The retail giant has already paid or will directly compensate up to $79 million to the drivers, including $16.2 million set aside to establish a “driver fund” to make additional payments. Another $11 million in civil penalties will be paid to the state plaintiffs, while another $10 million payout will go to the FTC to administer restitution to customers who unknowingly left tips that were not going to drivers.
“We have issued payments to impacted drivers and continue to make additional payments as appropriate,” a Walmart spokesperson said in a statement. “We are continuously improving procedures to ensure fairness and transparency for drivers.”
Joined by the states of Arizona, California, Colorado, Illinois, Michigan, North Carolina, Oklahoma, Pennsylvania, South Carolina, Utah and Wisconsin, the FTC alleged in its complaint that America’s largest retailer showed drivers in its Spark Driver delivery program inflated base pay and tip amounts compared to what they would end up receiving.

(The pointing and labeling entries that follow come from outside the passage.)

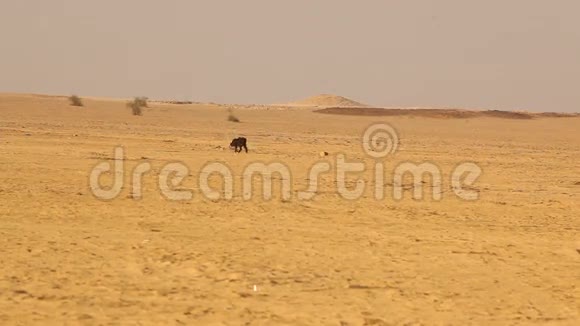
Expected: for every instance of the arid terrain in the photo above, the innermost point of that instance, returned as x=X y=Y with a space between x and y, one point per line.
x=511 y=257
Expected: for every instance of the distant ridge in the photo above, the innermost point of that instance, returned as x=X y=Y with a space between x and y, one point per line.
x=441 y=113
x=327 y=100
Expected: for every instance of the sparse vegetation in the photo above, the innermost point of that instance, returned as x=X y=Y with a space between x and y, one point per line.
x=232 y=117
x=75 y=101
x=142 y=101
x=137 y=105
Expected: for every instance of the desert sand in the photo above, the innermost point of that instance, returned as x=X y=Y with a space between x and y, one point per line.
x=511 y=257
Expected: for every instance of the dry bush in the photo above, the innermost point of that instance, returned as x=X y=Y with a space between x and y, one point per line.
x=142 y=101
x=137 y=105
x=232 y=117
x=75 y=100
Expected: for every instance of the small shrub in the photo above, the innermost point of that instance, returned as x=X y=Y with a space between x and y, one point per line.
x=142 y=101
x=232 y=117
x=75 y=100
x=137 y=105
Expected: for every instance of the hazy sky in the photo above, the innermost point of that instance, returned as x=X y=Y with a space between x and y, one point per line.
x=497 y=54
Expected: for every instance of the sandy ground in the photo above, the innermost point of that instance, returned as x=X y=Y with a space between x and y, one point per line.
x=69 y=258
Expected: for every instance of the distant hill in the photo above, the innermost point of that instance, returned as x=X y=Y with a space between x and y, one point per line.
x=327 y=100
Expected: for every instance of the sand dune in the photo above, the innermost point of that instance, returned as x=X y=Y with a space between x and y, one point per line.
x=69 y=258
x=441 y=113
x=327 y=100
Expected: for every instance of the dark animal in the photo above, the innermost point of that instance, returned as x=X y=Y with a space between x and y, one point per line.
x=238 y=143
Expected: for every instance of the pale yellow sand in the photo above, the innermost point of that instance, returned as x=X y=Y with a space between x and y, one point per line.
x=66 y=257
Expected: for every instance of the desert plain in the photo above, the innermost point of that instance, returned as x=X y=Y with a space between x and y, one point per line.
x=511 y=257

“Walmart has long been aware of the harms caused by its deceptive practices, which
have generated thousands of consumer complaints to Walmart, Spark support contacts, internal Walmart audits, and negative social media posts,” the complaint read. “Rather than address these well-known issues, however, Walmart has persisted in these practices and continues to attract and retain drivers and customers to Spark with false earning claims and misleading representations.”

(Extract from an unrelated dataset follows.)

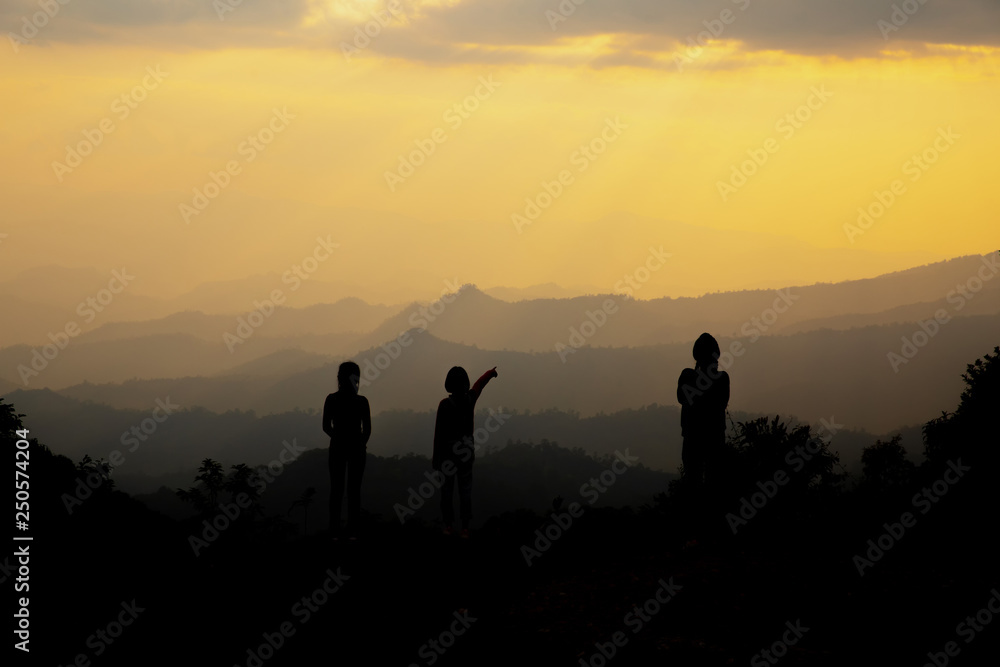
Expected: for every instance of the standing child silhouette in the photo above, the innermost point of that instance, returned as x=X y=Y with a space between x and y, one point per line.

Drivers who sign up to deliver Walmart products to customers through the Spark Driver app are given an estimate of how much the driver will earn from the delivery, including the base amount Walmart will pay the driver and any tip the customer has selected to pay ahead of time.
In some instances, Walmart showed one offer to the driver, but would instead split or change parts of the order after the driver accepted the offer, causing the driver to receive less than initially advertised.

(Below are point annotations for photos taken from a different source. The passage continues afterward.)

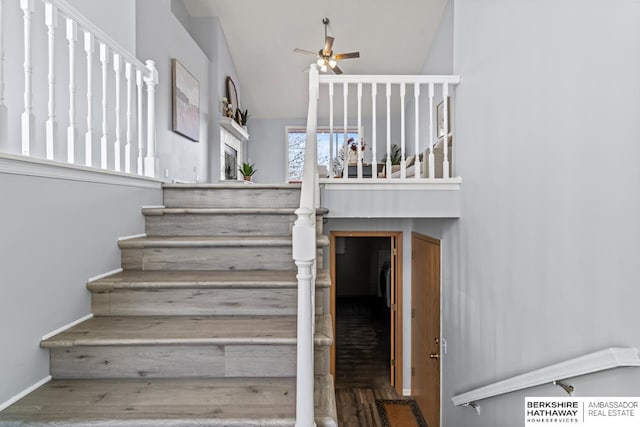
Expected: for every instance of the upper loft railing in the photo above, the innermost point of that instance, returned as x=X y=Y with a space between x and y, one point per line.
x=557 y=374
x=123 y=141
x=410 y=132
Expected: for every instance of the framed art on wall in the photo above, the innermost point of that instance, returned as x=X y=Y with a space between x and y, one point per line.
x=185 y=102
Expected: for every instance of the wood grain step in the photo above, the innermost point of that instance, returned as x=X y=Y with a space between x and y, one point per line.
x=168 y=347
x=211 y=253
x=200 y=293
x=231 y=196
x=222 y=222
x=250 y=402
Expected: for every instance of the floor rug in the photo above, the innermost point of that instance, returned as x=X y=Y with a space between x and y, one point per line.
x=400 y=413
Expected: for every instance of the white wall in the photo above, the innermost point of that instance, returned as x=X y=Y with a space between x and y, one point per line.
x=161 y=37
x=55 y=235
x=546 y=134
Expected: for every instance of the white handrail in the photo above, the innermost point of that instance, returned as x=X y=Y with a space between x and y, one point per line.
x=304 y=255
x=602 y=360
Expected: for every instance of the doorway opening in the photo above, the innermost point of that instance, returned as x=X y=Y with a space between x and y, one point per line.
x=365 y=306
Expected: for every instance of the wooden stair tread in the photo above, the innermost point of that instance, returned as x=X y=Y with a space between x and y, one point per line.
x=185 y=402
x=187 y=330
x=136 y=279
x=234 y=186
x=211 y=241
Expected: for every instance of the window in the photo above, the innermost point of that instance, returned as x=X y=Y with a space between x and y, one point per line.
x=296 y=139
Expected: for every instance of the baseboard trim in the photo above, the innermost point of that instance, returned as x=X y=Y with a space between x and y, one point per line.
x=67 y=326
x=103 y=275
x=23 y=393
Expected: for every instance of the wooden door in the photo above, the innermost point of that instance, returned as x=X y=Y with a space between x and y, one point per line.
x=425 y=326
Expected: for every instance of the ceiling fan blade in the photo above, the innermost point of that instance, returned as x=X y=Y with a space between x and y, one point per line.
x=349 y=55
x=328 y=45
x=306 y=52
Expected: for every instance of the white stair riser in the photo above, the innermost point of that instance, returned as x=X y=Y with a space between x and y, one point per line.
x=232 y=198
x=178 y=361
x=198 y=302
x=209 y=258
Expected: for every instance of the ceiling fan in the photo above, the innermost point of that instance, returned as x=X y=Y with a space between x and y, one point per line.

The plaintiffs also accused Walmart of deceived customers by falsely claiming that 100 percent of customer tips would go to drivers. According to the FTC’s complaint, the company did not always pass on the full tips and sometimes made no tip payments.
“Walmart internally acknowledged that instances of customers leaving tips that neither went to drivers nor were refunded to customers were among the top ‘25 biggest defects affecting Spark,’” read a statement from FTC chairman Andrew Ferguson and Federal Trade Commissioner Mark Meador.
The Spark program utilizes gig-economy workers as drivers that fulfill deliveries for Walmart customers by picking up products from the retailer’s stores, or other retailers that contract with Walmart. The suit indicates Spark drivers have made 355 million deliveries from more than 4,200 Walmart stores across 17,000 unique pickup points since the program first launched in 2018.
The complaint and stipulated final order were filed in the U.S. District Court for the Northern District of California.
As part of its settlement with the FTC, Walmart is required to implement an earnings verification program to ensure drivers are paid the promised earnings and tips, among other orders. Going forward, the company will be unable to modify an offer for base and incentive pay or tips after the initial offer, except under limited circumstances such as when the driver fails to provide the required service or the customer cancels an order.
Additionally, Walmart must submit an annual report to the FTC for the next 10 years to make sure drivers are being paid what they were promised and document the effectiveness of the program.
“Labor markets cannot function efficiently without truthful and non-misleading information about earnings and other material terms,” said Christopher Mufarrige, director of the FTC’s Bureau of Consumer Protection, in a statement.
Delivery has been a major factor in the success of Walmart’s e-commerce operation in recent years, with three-hour-or-less Express Delivery growing more than 60 percent year over year.
For eight straight quarters, sales at the retailer’s U.S. e-commerce operation has grown at least 20 percent, and the segment has been profitable for all four quarters of 2025.
Last February, DoorDash agreed to pay $16.8 million to 60,000 of its delivery workers in New York to settle claims that the service used tips to offset workers’ base pay.